The latter is by Dr. Edward Everett Hale and occupies the place of honor. In his usual perspicuous and forcible manner, Dr. Hale dwells upon the work which the Union is accomplishing, and lays stress upon the great help that a college man gets when he breaks the seclusion of the cloister - if his every-day college life may be so dignified - and enters into a free and natural relation with all sorts and conditions of men. "The business of university men," says Dr. Hale, "is to carry the training which the university has given them in the infinite realities and in intellectual methods, to any persons who ask for their help or are willing to receive it. And at the same time it is the business of a university man to get from quick-minded and intelligent persons around him all the suggestions which they can give as to method and life."
All Harvard men who read "Behind the Curtain" in the Advocate last spring will note with interest its author's latest work in the December Monthly, entitled "The Coming Man in Fiction." It is a psychical study of the dominant hero of fiction as he will appear in the near future. The originality and the masculine strength of the English are as strongly marked as is the general incoherence of the whole sketch. What its author says of the future hero of fiction understands by life, "a sum of sensations, strained and attenuated to the last point of consciousness" - might well be applied to the whole article.
"Rational," by John Cummings, in its general tendency reminds us of the article just under discussion, although lacking the unquestionable virility of diction of the latter. The author lets his thoughts carry him into the clouds, metaphorically and specifically speaking, and indulges in more or less dithyrambic philosophizing, which, while wanting the syllogistic method of deductive reasoning, is at least interesting. The title does not connote the substance of the article.
In "The Ballade," Mr. McCulloch gives a masterly dissertation on the history of this form of verse and of its masters, dwelling particularly upon Guillaume de Machault, Charles d' Orleans, and Francois Villon, the greatest of them all, who certainly has not been equalled in modern times.

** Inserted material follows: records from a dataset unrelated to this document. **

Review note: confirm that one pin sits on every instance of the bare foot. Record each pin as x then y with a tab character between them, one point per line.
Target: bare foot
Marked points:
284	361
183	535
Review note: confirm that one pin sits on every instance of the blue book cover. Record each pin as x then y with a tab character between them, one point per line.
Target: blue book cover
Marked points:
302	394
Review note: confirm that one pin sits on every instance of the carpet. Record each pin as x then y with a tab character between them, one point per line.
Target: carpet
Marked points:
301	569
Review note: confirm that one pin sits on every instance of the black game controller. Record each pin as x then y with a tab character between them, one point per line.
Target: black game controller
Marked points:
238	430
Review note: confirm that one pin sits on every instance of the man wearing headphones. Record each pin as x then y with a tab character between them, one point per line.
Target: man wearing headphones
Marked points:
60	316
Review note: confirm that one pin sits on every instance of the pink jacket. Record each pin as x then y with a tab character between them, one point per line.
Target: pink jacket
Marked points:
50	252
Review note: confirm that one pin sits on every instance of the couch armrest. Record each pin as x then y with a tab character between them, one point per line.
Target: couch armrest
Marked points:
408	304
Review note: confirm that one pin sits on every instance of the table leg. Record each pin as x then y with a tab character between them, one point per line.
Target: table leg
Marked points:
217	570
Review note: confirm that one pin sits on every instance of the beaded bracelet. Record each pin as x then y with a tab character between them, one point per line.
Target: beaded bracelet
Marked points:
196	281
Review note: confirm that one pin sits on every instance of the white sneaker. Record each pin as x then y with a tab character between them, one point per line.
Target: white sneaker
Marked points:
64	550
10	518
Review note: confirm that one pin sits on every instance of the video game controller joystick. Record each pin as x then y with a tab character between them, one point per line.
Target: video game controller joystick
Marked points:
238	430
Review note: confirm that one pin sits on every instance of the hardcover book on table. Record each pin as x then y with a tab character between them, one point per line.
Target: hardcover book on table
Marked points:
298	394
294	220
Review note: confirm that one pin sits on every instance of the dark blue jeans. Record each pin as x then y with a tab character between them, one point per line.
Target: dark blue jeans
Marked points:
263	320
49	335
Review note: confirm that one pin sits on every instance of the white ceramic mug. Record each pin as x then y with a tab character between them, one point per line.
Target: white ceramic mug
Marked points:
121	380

"Sawdust" is a sketch of much power. In it Mr. Hapgood has delineated two characters, - a woman whose passion and love for a certain man are not returned, and the man. The scene which he portrays is incontestably vivid.
But by far the best thing in the Monthly is Mr. Moody's poem "Angelle." The work of its author has been of a constantly progressive nature, and when it is considered that the first verse which its author published two years ago was very good, the extreme excellence of the poem of which we now speak is inferentially acknowledged. "Angelle" is a fairly long poem, and yet so well is the interest of the narrative sustained, so exquisite is the diction in places, that one cannot help but read it through after he has once begun it and read it through with the keenest pleasure. The first and third parts appear to us the most artistic of the four divisions of the poem; for in the second, the simplicity which the best art would give to Angelle's monody, is wanting. That numerous lines linger in one's memory is one of the best proofs of the poem's excellence.
An anonymous "Sonnet" deserves much praise for its quiet elegance of diction, and "An Oxford Poem" is interesting as a clever parody on Mocaulay's Lays.